It was contended here, however, that by analogy to other cases, the agent ought to be liable; and one of these cases was, that a factor who was ordered to insure, and did not, was liable as insurer. In the first place, the position is too broadly stated. It is only in particular circumstances and situations, that an agent is so liable. French v. Reed et al. 6 Binn. 308. Paley, 18, 20, and following pages. And an agent is not liable at all events, but may use any defence which an insurer could ; for if nothing could have been recovered on the policy, no damage has been sustained by default of the agent. The plaintiff must prove the amount of his interest and the loss, and the defendant may avail himself of a deviation in the voyage, or the illegality of the intended insurance. But what is nearer to the present case, if the agent having difficulty in procuring insurance, employ a broker, who refuses to give up the policy, receives the money from the underwriters, and becomes insolvent, the agent is not liable, if the broker had been of good standing; and the agent was not bound to bring an action for the detention of the policy. Paley, 22.

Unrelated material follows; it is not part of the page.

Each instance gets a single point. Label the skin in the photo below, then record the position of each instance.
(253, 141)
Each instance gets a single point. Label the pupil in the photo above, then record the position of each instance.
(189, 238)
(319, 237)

The counsel also compared this to the case of notice on bills or notes, which must be given in almost all cases, or the person omitting to give it must bear the loss. The answer is, that is a peculiar case, depending on general principles, and more on positive, decisions in some cases, and does not apply even to a surety or guarantor, except one whose name is on mercantile paper. See Gibbs v. Cannon, 9 Serg. & Rawle, 198, and cases there cited.

The very principle of this case, was decided by this court in Hammon et al. v. Cottle, 6 Serg. & Rawle, 290. There the defendant lodged the plaintiffs’ money with P. and informed them of it; and it does not appear he ever after took any other step in the matter. The plaintiffs drew for the money on P. who lived in Paris, where the agent was. The bills were not honoured. Nothing was done by the agent to get the money from P., and yet he was not held liable, because the total insolvency of P. was found to be such, that any attempt to obtain compensation from him would have been fruitless.

The same principle runs through all our cases. The guarantor is not liable unless the money could not be obtained from the principal; but if the principal was totally insolvent, you can recover from the guarantor without having sued the principal, or given notice of his insolvency, Gibbs v. Cannon, 9 Serg. & Rawle, 198; for the omitting to sue or give notice, was no injury to the guarantor.

If the surety in a bond request the obligee to sue the principal, .or *234he (the surety) will be no longer liable, and the principal is not sued, the surety will generally be discharged^ but if the obligee can show, that a suit against the principal at the time of notice would have been wholly unavailing, the surety remains liable. Gardner's Admrs. v. Ferree, 15 Serg. & Rawle, 30. I know of no case, except that of giving notice to a person whose name is on mercantile paper, in which one man is liable to another for a mere omission to do an act, when that act would have produced no benefit to the party complaining; and whether it would have produced any benefit, must always depend on the circumstances of the case, and so be a matter for the jury. I am therefore of opinion there is no error in the decision of the District Court.